The researchers also found a biomechanical feature (specifically, leaning forward more quickly when standing) that was significantly associated with a higher mental health score. “It is exciting to see potential relationships between mental health and how we move,” Boswell said. She stressed, however, that the relationships between biomechanical differences and race/ethnicity or mental health status observed in their study are mainly hypothesis-generating and will require follow-up research.
“This study highlights that self-collected data can be used to assess physical function and musculoskeletal health, allowing patients to participate in a biomechanical study from the comfort of their own home,” said Moria Bittmann, Ph.D., a program director in the division of Discovery Science & Technology at the National Institute of Biomedical Imaging and Bioengineering (NIBIB). “Studies like these provide additional evidence that smartphone-based applications can help facilitate decentralized clinical trials and can empower individuals to take an active role in their health.”
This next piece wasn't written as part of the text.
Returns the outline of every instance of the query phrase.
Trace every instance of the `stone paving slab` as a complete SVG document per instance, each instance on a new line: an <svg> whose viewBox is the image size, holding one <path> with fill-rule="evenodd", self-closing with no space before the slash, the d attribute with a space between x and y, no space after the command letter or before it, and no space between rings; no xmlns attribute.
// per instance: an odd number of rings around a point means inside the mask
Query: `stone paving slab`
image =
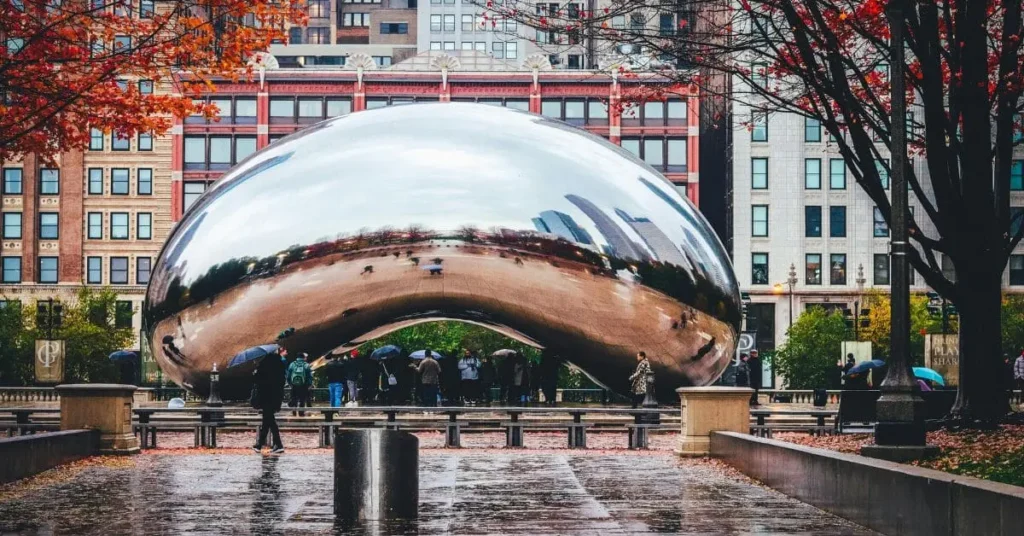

“New and improved machine learning tools are constantly being developed to estimate human motion (and much more), which have the potential to have a profound impact on health care through mobile health monitoring,” said senior study author Scott Delp, Ph.D., a professor at Stanford University and director of the NIH-funded Mobilize Center. “But merely building new AI tools is not enough. To truly make an impact, we need to translate these new tools into the world, make them usable for the average person and for vulnerable populations, and rigorously evaluate their ability to give insights into important clinical measures.”
This study was supported by the Mobilize Center, which is funded by a grant from NIBIB and the Eunice Kennedy Shriver National Institute of Child Health and Human Development (NICHD; P41EB027060) and the Restore Center, a Medical Rehabilitation Research Resource that is supported by NICHD and the National Institute of Neurological Disorders and Stroke (NINDS; P2CHD101913). This study also received support from the National Science Foundation (DGE-1656518).
Boswell, M. A., et al. (2023). Smartphone videos of the sit-to-stand test predict osteoarthritis and health outcomes in a nationwide study. Npj Digital Medicine. doi.org/10.1038/s41746-023-00775-1.